Le soleil se levait à présent. Non loin de leur cachette, dans le quartier voisin, les deux hommes entendirent les cloches de l'église sonner le début de la journée. Les commerces ouvriraient bientôt, les passants afflueraient dans les rues. Theophil s'autorisa un bâillement étouffé derrière son poing, sans cesser de guetter l'entrée de la Cour des Miracles, et changea un peu de position pour lutter contre l'engourdissement.
Monter la garde, faire des rondes, attendre des heures durant, tapi dans une ruelle, le passage d'un républicain – il avait beau pratiquer ce genre d'exercices depuis des années, cela ne lui était pas devenu moins pénible pour autant. Garder une attention constante, tout en restant immobile, avait toujours été ce qu'il y avait de plus difficile pour lui dans le métier de garde (ça, et se retenir de balancer des impertinences aux plus gradés que lui). Mais même alors, il avait droit à des pauses ou à une journée de repos de temps en temps. Ces derniers jours, Lucien et lui n'avaient connu aucun répit.
Néanmoins, il fallait bien faire le travail. Ils n'avaient guère d'autre choix : la menace de Cyrus planait sur eux en permanence, comme une épée de Damoclès. Theophil avait donc rendossé son rôle de soldat, et rongeait son frein avec patience, dans l'attente de l'apparition de la gitane.
Ce qui semblait plus difficile pour Lucien.
Le noble soupira, remua un peu, ramena ses cheveux en arrière.

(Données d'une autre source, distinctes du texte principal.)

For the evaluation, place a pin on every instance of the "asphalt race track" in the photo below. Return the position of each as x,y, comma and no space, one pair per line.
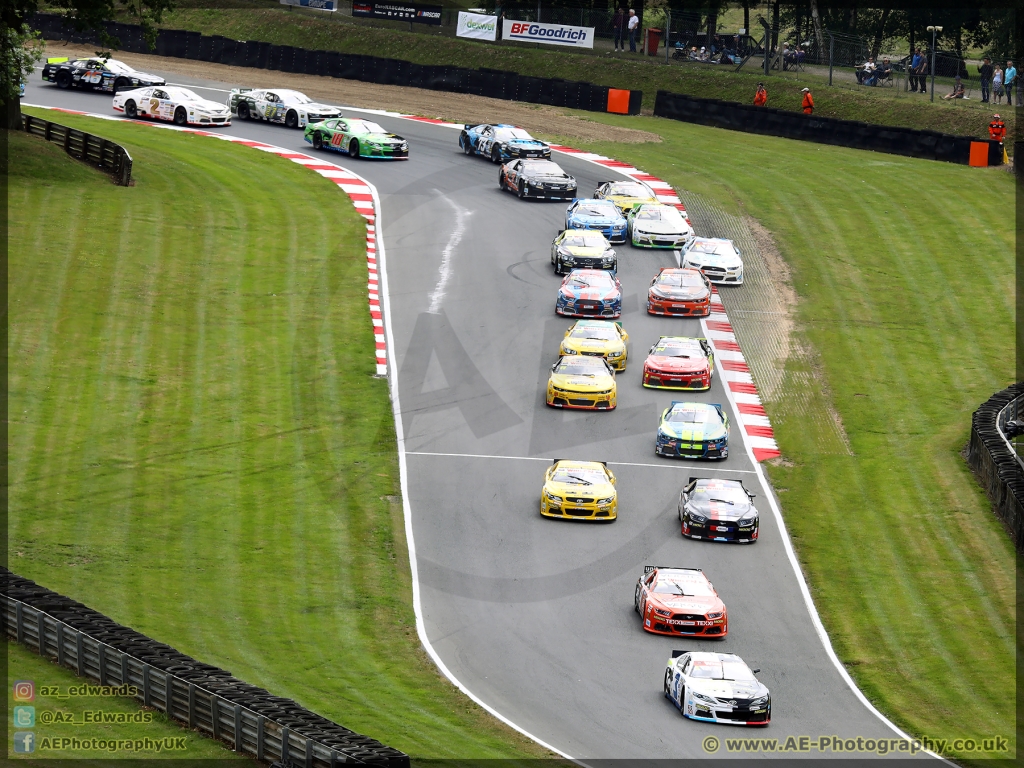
534,615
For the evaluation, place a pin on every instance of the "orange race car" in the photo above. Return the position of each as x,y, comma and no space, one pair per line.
679,292
679,601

« On va attendre encore longtemps ? » demanda-t-il.

Theo émit un léger bruit, tenant à la fois du soupir et du ricanement :

« Qu'est-ce que j'en sais ? T'es drôle. Elle est pas à horaires fixes, la gamine. »

Du coin de l’œil, il voyait Lucien qui observait la ruelle lui aussi. Le soldat se permit un regard rapide dans sa direction. Bien qu'impassible à première vue, son visage trahissait une certaine tension.
Au fond, Theophil sentait bien qu'il ne s'agissait pas seulement de mal en patience. Ces derniers temps, dès que Lucien était un tant soit peu inactif, de sombres pensées semblaient l'assaillir. On aurait dit un lion en cage. Depuis leur rencontre avec Cyrus, il était particulièrement agité. Il avait l'habitude de mener sa barque lui-même, de prendre les décisions – or le voilà qui était coincé chez lui, à attendre les rapports de Theophil pour pouvoir élaborer avec lui des bribes de plans bancals, incertains.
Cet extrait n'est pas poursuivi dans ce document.